To edit a test harness:
  1. In the project explorer, open a test harness.
  2. In the Activity diagram, create the necessary blocks for the test harness and connect them with connector lines.
    The default flow chart contains a test case.
    1. Click Insert Test Case Insert Test Case button to add an existing test case into the test harness.
    2. Click the Create Code Block Create Code Block button to add a block containing native C code that can be run between test cases.
    3. Click Create Decision Block Create Decision Block button to make the execution of other blocks conditional.
      You can combine code blocks and decision blocks to create loops.
    4. Click Create ConnectorCreate Connector button to connect new blocks in the diagram.
      Ensure that all blocks are properly connected.
  3. On the Context Definition page, ensure that all the source files and libraries required to compile and run the test harness are properly defined.
    • Tested files: These are source files under test. The functions of these components are instrumented and integrated into the test harness.
    • Additional sources: These are dependency files that are added to test harness, but are not tested or instrumented. For example: resource files can be compiled inside a test harness by specifying them as additional files.
    • Linked files: These are source files that are linked with the test harness but are not tested or instrumented.
    • Libraries: These are libraries that are required for the link. For example: math libraries.
  4. On the Build Settings page, you can override the project the build settings.
    See Build configuration settings for information about each of these settings.
  5. On the Stubs page, specify any stub behaviors that you want to replace a function with.
    See Stubbing overview for information about stub simulation.
  6. On the Requirements page, document requirements that are specific to your program or quality process. You can enter the name, a comment, and if a web page exists in your requirement management tools, enter the link to the web page that displays the requirement. You can also add requirements that come from a .cvs file.
    1. To add a requirement, click Add requirement and enter a name for the requirement. You can modify the name. Table is editable, you can modify the name of the requirement, add a comment and add a link to a web page that is used as requirement directly in the table.
    2. Click Duplicate a requirement to duplicate a requirement in the table.
    3. Click View requirement in a browser to view the requirement in a browser.
    4. Click Add a requirement from a list to add a requirement from a list. This button is available only if you previously set the preferences to retrieve the requirements from a .cvs, .xml or .reqif file. For more information, see Link Tests to Requirements. The requirements are filtered by name and comment. In the test reports, you can find the list of tests associated with the list of requirements.

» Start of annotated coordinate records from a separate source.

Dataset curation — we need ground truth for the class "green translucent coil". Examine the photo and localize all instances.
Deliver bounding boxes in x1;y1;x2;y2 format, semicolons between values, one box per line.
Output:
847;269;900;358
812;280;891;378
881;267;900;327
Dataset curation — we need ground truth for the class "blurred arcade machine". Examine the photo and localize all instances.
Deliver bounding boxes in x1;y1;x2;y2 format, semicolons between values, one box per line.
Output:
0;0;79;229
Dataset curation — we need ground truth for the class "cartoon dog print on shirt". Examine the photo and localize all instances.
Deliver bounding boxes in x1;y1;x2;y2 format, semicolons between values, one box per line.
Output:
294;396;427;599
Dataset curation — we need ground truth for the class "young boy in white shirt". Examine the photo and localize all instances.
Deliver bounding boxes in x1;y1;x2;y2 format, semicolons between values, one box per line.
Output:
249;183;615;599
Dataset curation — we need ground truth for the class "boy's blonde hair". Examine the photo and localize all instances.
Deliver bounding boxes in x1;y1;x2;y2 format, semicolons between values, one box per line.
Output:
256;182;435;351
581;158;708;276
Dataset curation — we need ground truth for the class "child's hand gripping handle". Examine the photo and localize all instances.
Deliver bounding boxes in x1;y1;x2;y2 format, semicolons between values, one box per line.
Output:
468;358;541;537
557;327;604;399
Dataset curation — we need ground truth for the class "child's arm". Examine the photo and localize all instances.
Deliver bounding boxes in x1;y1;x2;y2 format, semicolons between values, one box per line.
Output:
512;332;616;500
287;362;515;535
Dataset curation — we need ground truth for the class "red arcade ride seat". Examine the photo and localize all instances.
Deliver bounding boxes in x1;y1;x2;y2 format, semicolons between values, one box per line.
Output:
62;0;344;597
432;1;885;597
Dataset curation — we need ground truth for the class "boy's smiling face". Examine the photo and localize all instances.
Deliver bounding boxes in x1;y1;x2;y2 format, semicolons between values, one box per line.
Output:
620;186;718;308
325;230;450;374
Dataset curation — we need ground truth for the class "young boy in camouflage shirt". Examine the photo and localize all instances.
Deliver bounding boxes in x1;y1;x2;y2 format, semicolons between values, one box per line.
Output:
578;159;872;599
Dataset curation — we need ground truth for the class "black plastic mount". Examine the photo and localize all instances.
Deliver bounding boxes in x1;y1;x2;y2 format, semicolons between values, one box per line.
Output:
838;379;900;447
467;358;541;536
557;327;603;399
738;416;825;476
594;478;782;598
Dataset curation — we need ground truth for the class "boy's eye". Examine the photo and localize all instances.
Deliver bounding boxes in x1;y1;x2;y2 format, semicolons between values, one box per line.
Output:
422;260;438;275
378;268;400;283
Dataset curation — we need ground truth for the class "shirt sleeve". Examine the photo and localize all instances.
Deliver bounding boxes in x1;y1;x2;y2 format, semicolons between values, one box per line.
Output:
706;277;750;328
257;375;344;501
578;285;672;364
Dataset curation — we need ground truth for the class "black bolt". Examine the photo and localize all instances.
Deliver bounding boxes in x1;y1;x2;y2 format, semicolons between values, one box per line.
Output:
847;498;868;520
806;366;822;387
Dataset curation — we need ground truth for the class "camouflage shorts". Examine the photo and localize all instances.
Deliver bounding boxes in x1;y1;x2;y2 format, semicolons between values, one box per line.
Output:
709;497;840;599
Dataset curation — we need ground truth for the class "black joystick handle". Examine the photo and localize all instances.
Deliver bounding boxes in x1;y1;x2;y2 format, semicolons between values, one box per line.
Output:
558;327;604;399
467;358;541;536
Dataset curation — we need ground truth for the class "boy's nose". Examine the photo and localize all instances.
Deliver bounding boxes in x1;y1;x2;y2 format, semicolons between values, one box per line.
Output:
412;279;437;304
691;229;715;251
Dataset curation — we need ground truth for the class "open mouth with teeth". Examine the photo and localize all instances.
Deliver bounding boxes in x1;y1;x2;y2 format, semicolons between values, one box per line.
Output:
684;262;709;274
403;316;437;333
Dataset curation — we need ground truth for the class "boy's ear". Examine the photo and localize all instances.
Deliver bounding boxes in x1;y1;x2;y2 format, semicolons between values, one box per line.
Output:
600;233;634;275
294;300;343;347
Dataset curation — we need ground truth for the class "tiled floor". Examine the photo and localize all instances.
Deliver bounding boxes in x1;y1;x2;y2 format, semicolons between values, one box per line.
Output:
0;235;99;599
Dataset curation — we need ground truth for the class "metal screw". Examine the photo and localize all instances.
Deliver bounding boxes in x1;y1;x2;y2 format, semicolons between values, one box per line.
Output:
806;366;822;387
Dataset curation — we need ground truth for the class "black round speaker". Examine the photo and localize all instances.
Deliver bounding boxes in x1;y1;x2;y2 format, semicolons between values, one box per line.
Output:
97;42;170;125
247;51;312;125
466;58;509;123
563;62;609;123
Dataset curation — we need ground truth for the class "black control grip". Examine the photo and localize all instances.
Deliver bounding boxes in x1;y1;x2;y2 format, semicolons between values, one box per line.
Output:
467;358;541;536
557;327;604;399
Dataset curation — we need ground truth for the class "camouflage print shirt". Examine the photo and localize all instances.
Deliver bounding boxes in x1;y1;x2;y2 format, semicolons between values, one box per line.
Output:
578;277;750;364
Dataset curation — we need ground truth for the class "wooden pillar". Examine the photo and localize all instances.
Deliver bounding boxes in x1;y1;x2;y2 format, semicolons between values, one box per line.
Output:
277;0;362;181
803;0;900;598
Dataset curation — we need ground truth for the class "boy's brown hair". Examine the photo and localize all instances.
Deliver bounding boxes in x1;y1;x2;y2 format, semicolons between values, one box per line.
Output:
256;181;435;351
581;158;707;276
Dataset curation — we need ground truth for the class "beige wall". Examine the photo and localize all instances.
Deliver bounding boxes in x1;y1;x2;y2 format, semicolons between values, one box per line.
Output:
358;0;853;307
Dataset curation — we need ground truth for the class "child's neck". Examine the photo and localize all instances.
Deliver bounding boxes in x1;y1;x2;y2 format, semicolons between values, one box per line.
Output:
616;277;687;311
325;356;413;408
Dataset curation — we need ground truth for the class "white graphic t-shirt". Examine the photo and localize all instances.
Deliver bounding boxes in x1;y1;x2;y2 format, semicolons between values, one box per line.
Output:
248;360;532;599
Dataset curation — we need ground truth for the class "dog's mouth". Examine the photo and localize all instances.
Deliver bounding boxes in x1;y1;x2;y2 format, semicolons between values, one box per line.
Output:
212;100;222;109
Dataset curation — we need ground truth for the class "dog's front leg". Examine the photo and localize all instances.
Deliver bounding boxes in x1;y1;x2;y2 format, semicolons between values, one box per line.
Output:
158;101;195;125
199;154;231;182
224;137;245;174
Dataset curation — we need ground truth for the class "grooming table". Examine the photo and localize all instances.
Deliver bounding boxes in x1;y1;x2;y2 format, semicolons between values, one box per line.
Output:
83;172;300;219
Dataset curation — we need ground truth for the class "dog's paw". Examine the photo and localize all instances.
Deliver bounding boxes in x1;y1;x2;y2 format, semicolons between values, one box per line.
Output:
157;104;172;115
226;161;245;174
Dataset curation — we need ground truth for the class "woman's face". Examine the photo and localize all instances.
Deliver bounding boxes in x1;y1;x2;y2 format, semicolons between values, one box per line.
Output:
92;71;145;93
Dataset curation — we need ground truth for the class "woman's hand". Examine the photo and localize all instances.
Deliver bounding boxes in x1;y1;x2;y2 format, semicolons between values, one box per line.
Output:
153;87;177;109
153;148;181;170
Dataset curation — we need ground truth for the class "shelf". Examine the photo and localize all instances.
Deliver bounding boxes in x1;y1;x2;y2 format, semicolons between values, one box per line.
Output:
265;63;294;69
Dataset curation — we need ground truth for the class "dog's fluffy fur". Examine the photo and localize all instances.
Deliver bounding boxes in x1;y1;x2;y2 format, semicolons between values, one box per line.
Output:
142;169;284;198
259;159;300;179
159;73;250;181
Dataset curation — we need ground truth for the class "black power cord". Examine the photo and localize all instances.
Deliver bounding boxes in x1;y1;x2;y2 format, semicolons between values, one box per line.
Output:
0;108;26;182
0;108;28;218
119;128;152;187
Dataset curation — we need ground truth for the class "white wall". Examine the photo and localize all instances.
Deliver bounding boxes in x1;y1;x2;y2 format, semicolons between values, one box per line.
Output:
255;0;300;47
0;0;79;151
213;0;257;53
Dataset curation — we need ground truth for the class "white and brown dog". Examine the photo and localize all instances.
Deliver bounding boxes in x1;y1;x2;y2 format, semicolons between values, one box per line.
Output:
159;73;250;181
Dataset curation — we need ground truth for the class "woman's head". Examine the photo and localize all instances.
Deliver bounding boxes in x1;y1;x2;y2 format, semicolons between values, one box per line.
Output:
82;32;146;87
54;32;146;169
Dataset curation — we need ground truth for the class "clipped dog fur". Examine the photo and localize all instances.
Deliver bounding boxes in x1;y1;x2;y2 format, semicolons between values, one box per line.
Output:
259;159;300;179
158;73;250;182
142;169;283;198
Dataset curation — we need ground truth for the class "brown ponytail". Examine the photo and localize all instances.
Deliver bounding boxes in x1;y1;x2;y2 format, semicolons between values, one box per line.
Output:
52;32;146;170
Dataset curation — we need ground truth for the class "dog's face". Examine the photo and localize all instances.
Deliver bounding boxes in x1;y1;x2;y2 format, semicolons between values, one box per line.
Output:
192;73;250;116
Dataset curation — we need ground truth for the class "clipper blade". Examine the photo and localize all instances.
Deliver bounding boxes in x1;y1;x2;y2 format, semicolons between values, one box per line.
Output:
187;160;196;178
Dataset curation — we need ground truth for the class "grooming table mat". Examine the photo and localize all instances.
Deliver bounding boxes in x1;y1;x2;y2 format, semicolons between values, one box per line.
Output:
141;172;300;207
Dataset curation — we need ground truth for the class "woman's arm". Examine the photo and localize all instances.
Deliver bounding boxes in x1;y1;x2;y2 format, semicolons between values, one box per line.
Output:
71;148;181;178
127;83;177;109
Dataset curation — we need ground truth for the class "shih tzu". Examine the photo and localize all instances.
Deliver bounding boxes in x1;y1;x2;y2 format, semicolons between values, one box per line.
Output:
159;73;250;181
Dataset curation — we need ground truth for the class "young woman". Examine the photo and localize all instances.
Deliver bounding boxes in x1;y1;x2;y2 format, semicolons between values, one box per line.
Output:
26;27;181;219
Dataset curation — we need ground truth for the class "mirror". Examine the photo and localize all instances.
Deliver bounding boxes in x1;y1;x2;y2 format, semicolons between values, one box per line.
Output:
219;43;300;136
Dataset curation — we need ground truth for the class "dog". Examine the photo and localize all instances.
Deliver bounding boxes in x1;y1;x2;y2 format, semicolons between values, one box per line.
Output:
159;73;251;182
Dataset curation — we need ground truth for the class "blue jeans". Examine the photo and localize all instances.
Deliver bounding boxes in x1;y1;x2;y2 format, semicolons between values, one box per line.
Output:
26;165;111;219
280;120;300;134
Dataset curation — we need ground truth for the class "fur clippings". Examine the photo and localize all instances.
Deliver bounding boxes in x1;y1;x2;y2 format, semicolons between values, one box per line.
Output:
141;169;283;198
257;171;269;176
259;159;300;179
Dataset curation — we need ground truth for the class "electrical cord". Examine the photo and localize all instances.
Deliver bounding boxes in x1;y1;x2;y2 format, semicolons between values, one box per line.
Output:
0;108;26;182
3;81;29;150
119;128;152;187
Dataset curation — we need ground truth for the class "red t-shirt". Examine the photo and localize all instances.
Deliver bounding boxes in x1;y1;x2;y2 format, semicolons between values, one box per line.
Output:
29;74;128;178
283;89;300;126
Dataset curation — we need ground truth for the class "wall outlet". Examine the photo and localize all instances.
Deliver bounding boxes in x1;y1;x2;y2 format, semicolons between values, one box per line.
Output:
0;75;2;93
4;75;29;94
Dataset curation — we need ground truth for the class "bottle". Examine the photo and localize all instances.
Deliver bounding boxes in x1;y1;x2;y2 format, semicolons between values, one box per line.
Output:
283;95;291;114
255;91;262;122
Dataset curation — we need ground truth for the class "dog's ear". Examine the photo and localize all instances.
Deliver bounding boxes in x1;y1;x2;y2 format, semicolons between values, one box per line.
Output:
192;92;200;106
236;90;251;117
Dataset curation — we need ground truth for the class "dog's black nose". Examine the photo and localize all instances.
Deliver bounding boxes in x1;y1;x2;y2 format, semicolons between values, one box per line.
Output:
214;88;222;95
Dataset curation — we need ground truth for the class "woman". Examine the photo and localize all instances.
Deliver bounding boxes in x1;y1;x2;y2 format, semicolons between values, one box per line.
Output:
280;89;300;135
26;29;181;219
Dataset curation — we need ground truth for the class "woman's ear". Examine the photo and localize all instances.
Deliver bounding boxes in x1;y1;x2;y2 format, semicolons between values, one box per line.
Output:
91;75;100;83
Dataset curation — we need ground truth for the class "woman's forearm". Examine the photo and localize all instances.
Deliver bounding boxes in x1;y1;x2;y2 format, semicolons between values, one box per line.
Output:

  7. On the Header Code page, add native C source code that might be required run as a header for the test harness. For example, you could add code to initialize or set the hardware to a specific state before running the test cases.
  8. On the Declarations page, add any global or local variables that need to be set before running the test harness.
    1. Click Add application variable (Add application variable button) to initialize a variable in the test harness.
      Select one of the variables that are declared in the application.
    2. Click Add application variable to simulate (Add application variable button) to simulate a variable in the test harness.
      Select one of the variables that are declared in the application.
    3. Click Add local variable (Add application variable button) to create a local variable for the test harness.
      Specify a name and a type for the new variable.
  9. In the Details pane, select the icon corresponding to the feature that you want to add to the settings of your project: Code coverage, Memory profiling, Performance profiling, Application profiling, Control coupling, Data coupling, Runtime tracing, Static metrics, and Code review.
  10. When you have finished editing, save the test harness.
    Note: You can run the test harness from the editor. For details, see Running a test harness.